As the popularity of cryptocurrency rises, so does the amount of cryptominer Tojans that are being created and distributed to unsuspecting victims. One problem for cryptominers, though, is that the offending process is easily detectable due to their heavy CPU utilization.
To make it harder to spot a cryptominer process that is utilizing all of the CPU, a new variant has been discovered for Linux that attempts to hide its presence by utilizing a rootkit.
According to a new report by TrendMicro, this new cryptominer+rootkit combo will still cause performance issues due to the high CPU utilization, but administrators will not be able to detect what process is causing it.

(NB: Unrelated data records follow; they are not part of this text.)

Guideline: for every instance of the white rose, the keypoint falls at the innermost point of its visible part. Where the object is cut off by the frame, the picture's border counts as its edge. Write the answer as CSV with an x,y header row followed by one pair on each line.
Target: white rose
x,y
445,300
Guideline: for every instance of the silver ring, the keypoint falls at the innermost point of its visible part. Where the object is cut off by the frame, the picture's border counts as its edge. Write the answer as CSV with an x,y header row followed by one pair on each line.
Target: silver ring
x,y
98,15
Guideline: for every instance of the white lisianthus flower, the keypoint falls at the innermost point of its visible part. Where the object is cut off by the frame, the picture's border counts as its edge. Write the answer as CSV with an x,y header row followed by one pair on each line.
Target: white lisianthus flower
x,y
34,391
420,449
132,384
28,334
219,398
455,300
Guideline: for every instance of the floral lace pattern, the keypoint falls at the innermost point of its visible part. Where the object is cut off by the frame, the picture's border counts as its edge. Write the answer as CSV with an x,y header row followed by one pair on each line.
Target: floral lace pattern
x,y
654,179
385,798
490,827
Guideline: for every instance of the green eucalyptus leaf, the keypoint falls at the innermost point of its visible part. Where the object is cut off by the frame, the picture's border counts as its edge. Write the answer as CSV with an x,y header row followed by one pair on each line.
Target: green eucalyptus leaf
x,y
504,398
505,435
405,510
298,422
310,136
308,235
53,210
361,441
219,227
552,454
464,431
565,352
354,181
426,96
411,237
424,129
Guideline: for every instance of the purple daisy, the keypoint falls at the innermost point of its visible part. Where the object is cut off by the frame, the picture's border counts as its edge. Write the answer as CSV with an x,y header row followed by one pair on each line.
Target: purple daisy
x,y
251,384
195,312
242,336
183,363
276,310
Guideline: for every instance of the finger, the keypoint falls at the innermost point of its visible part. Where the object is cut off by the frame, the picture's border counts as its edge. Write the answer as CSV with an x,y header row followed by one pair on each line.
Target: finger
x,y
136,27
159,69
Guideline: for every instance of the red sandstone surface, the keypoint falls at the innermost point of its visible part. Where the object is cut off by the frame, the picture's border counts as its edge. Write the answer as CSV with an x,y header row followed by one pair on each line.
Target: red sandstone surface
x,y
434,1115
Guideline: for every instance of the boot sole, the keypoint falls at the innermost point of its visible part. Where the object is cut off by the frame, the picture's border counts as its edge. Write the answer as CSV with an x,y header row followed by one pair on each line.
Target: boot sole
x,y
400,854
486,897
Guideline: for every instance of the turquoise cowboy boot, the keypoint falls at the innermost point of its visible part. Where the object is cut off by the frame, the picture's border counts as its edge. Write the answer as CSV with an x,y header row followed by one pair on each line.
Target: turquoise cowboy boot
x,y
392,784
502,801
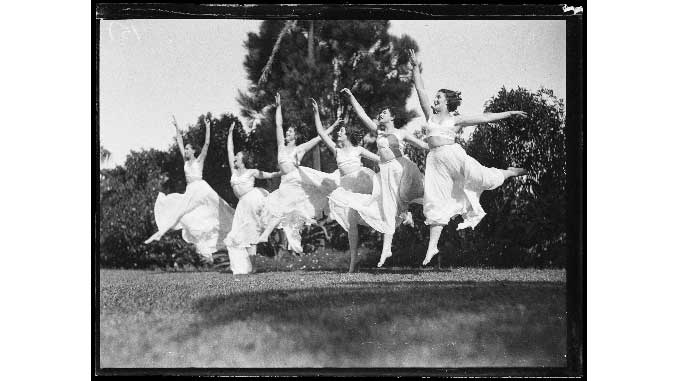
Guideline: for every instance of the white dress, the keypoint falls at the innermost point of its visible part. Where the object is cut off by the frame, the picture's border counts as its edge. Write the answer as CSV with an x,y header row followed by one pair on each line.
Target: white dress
x,y
247,223
398,183
204,218
354,178
455,181
300,199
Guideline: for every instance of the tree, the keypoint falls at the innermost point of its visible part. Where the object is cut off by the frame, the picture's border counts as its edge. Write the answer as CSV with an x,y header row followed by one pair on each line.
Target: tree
x,y
526,219
316,59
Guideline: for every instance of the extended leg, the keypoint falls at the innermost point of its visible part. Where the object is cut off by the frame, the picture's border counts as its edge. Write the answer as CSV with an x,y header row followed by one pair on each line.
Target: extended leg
x,y
435,231
353,246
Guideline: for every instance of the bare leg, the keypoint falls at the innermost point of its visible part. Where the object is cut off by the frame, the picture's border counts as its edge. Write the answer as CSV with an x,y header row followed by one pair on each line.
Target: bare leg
x,y
435,231
269,229
353,246
386,249
513,171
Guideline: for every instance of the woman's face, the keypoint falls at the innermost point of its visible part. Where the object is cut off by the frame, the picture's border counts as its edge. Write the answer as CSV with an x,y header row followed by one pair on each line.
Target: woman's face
x,y
189,151
440,102
238,161
385,116
290,135
341,135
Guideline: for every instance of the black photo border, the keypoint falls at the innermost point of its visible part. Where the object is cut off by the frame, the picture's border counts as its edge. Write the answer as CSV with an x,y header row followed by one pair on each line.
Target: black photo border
x,y
576,151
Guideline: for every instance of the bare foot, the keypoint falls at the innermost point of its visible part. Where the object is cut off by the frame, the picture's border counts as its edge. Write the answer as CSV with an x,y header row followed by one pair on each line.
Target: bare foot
x,y
384,257
429,256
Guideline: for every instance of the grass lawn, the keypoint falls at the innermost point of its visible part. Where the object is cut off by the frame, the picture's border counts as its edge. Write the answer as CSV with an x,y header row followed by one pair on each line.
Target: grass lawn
x,y
379,318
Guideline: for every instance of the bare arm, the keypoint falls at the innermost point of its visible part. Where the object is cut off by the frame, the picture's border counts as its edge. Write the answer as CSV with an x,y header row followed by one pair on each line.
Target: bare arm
x,y
206,146
419,85
416,142
368,155
180,140
229,148
321,131
303,148
362,115
487,117
278,121
265,175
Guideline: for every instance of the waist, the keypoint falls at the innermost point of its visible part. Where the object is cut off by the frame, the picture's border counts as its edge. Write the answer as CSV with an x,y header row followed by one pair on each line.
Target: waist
x,y
436,141
347,169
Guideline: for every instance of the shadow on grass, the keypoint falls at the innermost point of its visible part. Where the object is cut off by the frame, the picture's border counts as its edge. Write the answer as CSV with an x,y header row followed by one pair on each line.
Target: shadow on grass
x,y
514,323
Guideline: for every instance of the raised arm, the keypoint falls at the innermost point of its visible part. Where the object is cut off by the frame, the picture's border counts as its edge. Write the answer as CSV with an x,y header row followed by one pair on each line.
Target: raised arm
x,y
488,117
229,148
419,85
180,140
368,155
416,142
321,131
362,115
206,146
278,121
265,175
303,148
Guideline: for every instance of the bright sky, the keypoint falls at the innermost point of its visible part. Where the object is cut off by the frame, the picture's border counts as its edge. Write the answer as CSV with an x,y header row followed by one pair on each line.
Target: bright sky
x,y
150,69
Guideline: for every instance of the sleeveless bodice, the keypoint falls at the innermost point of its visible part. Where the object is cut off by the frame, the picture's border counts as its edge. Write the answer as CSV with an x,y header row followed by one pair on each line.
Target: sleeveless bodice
x,y
388,142
193,171
242,184
348,160
445,130
287,156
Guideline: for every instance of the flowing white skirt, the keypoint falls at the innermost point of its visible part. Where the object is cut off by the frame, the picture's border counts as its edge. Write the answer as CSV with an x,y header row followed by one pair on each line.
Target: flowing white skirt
x,y
398,183
247,221
204,218
454,183
300,200
360,182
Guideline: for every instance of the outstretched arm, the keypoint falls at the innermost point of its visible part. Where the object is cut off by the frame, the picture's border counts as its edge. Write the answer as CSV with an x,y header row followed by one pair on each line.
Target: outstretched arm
x,y
180,141
362,115
229,148
487,117
206,146
321,131
278,121
265,175
419,85
416,142
303,148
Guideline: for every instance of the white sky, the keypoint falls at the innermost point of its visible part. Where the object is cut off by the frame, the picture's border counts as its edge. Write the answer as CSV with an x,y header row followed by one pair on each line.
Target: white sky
x,y
150,69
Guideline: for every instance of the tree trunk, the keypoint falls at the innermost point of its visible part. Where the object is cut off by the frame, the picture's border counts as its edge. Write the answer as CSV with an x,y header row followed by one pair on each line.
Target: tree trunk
x,y
311,62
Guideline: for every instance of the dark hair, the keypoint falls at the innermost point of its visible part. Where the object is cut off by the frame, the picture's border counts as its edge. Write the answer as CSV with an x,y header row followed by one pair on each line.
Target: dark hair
x,y
196,148
453,98
247,159
354,134
398,119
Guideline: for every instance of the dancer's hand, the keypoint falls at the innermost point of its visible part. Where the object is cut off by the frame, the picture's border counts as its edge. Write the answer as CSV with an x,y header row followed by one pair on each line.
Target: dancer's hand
x,y
413,58
346,92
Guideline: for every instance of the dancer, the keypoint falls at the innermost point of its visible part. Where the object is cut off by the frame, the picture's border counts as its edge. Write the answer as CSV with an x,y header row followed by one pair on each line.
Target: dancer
x,y
400,181
454,180
302,195
247,223
353,178
204,217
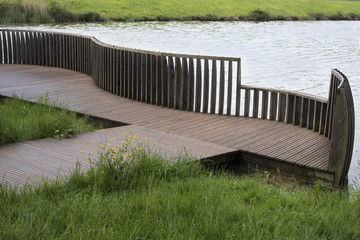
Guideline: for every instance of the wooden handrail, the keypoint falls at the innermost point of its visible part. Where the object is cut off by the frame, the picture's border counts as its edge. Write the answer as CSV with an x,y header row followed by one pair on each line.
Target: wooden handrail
x,y
340,126
165,79
205,84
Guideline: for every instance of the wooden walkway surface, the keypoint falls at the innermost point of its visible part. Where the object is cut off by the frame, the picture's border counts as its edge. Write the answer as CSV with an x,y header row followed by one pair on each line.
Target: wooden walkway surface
x,y
285,144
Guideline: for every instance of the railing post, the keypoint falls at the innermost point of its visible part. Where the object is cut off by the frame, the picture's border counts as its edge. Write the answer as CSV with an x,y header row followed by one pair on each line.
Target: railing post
x,y
342,128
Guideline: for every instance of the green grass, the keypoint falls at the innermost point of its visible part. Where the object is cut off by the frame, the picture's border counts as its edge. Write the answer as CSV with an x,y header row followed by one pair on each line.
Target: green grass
x,y
145,196
139,10
189,9
22,121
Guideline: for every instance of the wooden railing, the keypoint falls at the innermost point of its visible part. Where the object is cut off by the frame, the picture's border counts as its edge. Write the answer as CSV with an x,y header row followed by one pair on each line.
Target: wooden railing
x,y
340,126
187,82
290,107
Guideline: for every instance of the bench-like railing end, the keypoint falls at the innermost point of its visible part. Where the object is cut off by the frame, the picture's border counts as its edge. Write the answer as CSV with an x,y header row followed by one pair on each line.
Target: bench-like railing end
x,y
340,126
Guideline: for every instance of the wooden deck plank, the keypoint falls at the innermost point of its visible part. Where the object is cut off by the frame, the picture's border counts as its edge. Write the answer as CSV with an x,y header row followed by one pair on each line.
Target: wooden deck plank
x,y
173,129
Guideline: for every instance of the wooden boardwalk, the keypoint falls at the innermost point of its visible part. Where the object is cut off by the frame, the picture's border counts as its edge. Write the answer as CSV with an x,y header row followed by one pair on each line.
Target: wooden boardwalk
x,y
270,144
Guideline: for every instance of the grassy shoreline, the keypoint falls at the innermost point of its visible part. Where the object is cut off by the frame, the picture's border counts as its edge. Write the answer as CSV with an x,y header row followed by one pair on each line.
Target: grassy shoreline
x,y
150,197
40,11
23,121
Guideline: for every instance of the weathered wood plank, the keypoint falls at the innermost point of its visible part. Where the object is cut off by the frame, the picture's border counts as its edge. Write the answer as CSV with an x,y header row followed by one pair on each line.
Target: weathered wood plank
x,y
191,84
264,104
222,87
229,94
198,86
184,85
213,87
238,84
171,82
177,85
206,87
247,103
255,104
281,107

“We recently encountered a cryptocurrency-mining malware (detected by Trend Micro as Coinminer.Linux.KORKERDS.AB) affecting Linux systems,” stated a report by TrendMicro. “It is notable for being bundled with a rootkit component (Rootkit.Linux.KORKERDS.AA) that hides the malicious process’ presence from monitoring tools. This makes it difficult to detect, as infected systems will only indicate performance issues. The malware is also capable of updating and upgrading itself and its configuration file.”

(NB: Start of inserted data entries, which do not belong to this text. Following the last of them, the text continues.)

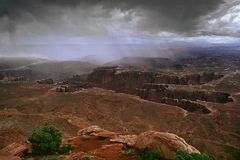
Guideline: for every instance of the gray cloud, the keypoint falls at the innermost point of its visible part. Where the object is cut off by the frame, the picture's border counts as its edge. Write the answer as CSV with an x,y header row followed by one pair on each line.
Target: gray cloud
x,y
156,15
77,28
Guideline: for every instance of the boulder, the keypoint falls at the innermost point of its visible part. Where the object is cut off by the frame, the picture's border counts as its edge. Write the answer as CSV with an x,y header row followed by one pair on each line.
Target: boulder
x,y
89,130
97,131
164,144
130,140
14,149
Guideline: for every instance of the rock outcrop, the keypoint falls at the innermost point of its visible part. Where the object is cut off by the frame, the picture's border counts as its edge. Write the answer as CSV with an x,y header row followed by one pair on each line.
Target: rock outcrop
x,y
164,144
14,149
106,75
45,81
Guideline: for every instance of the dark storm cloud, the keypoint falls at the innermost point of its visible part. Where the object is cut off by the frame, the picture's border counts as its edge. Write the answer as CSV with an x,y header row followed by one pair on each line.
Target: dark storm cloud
x,y
179,16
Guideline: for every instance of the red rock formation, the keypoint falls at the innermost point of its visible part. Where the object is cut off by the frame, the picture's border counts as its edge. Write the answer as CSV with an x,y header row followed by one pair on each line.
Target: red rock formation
x,y
164,144
106,75
45,81
14,149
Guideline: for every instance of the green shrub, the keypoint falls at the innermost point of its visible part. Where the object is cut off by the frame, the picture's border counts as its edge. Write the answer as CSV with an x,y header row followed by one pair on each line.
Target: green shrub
x,y
128,152
148,155
45,140
51,158
86,157
65,149
183,155
85,137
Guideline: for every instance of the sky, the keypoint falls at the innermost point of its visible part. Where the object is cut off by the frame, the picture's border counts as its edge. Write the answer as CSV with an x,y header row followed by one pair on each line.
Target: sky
x,y
110,29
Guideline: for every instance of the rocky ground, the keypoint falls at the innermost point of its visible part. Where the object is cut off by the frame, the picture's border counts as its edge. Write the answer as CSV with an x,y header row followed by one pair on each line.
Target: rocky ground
x,y
100,144
27,105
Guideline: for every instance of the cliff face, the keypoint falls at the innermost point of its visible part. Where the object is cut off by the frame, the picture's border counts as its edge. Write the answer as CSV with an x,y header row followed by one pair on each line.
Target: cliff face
x,y
152,91
153,86
116,75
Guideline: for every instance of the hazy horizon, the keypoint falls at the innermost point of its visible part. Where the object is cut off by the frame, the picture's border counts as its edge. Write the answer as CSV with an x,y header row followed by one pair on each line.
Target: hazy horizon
x,y
108,30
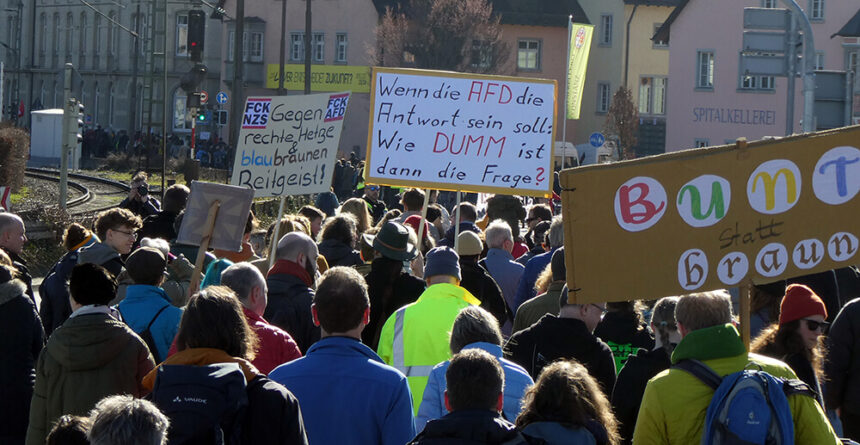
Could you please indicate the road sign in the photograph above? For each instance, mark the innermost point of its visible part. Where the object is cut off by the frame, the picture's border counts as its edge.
(766, 18)
(597, 139)
(760, 65)
(765, 42)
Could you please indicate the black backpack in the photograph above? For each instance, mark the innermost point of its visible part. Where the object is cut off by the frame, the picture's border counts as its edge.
(146, 335)
(205, 404)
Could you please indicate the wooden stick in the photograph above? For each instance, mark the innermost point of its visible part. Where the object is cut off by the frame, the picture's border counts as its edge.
(746, 296)
(204, 246)
(276, 233)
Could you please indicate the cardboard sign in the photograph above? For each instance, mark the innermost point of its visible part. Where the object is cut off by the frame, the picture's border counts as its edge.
(232, 215)
(288, 144)
(466, 132)
(706, 219)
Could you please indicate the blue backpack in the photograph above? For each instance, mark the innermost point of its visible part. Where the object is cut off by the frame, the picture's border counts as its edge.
(748, 406)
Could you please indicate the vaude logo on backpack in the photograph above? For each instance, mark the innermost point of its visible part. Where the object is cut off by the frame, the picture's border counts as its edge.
(205, 404)
(748, 407)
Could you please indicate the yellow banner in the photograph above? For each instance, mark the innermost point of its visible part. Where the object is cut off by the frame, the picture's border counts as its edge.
(577, 62)
(323, 77)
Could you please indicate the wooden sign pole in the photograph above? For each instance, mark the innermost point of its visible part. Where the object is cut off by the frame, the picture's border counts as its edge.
(204, 246)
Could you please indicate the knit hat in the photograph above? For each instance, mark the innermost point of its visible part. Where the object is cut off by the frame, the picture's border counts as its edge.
(469, 244)
(442, 261)
(146, 265)
(559, 270)
(800, 302)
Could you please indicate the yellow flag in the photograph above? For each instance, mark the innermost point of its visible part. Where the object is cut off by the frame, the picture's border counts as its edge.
(577, 62)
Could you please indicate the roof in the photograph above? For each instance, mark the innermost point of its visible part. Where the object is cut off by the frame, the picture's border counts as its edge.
(851, 29)
(521, 12)
(662, 34)
(653, 2)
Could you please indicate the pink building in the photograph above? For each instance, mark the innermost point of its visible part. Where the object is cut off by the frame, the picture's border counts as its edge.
(710, 101)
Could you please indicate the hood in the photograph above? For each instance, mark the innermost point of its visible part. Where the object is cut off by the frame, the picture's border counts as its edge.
(11, 289)
(88, 341)
(98, 253)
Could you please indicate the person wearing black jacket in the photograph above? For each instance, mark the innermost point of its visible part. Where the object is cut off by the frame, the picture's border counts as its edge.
(20, 344)
(390, 286)
(570, 335)
(12, 240)
(842, 368)
(645, 364)
(478, 281)
(623, 330)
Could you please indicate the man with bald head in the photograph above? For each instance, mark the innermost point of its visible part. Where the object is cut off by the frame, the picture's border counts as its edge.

While it is not known what software is installing this miner, TrendMicro believes it is a unofficial or compromised plugin such as a media-streaming software. When installed, the executable will download and execute a series of shell scripts that ultimately install the miner and then a rootkit to hide the miners presence.
In the variant detected by TrendMicro, the cryptominer will be installed to /tmp/kworkerds and executed. When the rootkit is not installed, you can easily see the kworkerds process utilizing 100% of the CPU.

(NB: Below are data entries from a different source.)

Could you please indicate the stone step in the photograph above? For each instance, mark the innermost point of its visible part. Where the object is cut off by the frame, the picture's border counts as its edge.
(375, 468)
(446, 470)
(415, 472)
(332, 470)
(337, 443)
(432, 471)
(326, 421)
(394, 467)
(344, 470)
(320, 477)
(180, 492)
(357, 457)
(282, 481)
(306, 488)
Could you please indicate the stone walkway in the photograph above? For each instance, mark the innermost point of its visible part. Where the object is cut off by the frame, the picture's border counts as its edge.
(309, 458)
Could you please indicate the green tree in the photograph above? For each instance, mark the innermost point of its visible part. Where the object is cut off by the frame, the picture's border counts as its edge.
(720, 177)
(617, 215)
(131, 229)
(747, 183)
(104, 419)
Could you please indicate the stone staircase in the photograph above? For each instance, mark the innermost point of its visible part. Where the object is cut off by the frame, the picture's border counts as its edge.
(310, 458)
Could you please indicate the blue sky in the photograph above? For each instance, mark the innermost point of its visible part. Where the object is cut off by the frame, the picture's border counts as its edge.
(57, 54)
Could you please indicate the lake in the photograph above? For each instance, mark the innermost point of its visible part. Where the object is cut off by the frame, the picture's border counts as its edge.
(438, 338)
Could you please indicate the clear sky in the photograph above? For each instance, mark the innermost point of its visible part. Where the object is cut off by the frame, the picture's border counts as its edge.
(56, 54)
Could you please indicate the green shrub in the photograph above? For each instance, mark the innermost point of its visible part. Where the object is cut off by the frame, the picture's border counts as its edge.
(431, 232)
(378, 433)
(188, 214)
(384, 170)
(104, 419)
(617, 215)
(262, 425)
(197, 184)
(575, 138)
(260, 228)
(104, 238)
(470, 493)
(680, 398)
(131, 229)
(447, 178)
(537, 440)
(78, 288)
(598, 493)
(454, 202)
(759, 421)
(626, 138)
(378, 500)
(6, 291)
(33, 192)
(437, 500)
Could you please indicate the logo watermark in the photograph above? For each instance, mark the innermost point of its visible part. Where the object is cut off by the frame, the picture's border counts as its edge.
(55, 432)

Once the rootkit is installed, though, the process causing the high CPU is not visible even though the total system utilization is still shown as 100%.
As you can see, utilizing a rootkit to hide a cryptominer can be an effective tool to avoid its removal. Unfortunately, this will also be a nightmare for system administrators and users who cannot figure out why their computer is using so much CPU.